The judge in Paul Manafort‘s upcoming money laundering trial in Washington, D.C. announced plans for what she admitted is a “partial closure” of the proceedings, as she intends to bar the public–and the news media–from being in the courtroom during jury selection. The trial is currently scheduled to begin on September 24, after a delay pushed it from September 17.
Judge Amy Berman Jackson stated her intentions during a hearing on Tuesday, when she expressed her concern over press attention that the trial is expected to draw, Politico reported. The judge stated that her plan is to personally question each individual potential juror. The only people she wants present during that process are members of the jury pool, and lawyers from Special Counsel Robert Mueller‘s office and Manafort’s defense team.
Judge Jackson’s reasoning reportedly is that she is concerned that jurors may come into improper contact with the media, the public, or even attorneys if everyone is allowed inside.
Once the jury is selected, it is expected that everyone will be allowed to observe and report on the trial, which is based on allegations of conspiracy, money laundering, obstruction of justice, and acting as an unregistered foreign agent.

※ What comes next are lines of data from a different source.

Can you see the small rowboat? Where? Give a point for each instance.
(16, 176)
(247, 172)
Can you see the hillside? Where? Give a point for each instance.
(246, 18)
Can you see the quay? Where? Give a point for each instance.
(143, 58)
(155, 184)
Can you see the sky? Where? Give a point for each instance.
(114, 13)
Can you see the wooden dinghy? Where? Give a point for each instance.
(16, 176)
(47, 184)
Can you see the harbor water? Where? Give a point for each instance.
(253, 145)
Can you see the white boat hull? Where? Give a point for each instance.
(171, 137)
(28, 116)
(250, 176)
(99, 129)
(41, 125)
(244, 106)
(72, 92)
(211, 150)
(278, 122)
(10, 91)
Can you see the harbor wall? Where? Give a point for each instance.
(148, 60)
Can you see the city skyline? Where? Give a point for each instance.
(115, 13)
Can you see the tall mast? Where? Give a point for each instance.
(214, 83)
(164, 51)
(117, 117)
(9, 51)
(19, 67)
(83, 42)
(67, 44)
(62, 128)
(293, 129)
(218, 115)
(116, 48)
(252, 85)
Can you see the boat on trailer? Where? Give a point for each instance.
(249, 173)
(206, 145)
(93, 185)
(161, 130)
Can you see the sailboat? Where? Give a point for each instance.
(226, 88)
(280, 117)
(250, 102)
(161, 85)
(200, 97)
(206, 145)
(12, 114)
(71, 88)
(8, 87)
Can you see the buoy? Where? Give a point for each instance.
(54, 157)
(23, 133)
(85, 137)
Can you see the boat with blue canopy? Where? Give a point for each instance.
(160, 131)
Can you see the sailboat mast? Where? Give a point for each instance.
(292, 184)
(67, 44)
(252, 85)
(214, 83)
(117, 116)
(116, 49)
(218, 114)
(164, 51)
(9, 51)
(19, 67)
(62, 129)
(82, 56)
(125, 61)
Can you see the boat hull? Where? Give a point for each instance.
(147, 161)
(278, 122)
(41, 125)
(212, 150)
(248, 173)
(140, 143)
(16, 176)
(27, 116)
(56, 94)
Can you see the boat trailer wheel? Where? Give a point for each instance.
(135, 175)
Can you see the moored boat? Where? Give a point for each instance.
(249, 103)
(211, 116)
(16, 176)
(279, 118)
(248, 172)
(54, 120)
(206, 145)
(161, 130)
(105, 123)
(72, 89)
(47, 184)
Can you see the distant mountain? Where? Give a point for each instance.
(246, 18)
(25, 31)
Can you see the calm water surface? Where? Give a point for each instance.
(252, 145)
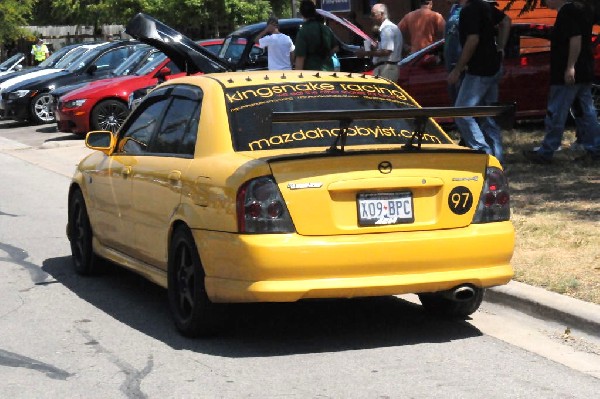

It all stems from Manafort’s work for the Ukrainian government. The former Trump campaign manager was recently convicted on eight out of 18 counts in a bank fraud and tax fraud trial in Virginia federal court. That case was also related to Manafort’s Ukrainian work. The jury was hung on ten of the counts. One juror said there was only one holdout who kept Manafort from being found guilty on all 18 counts.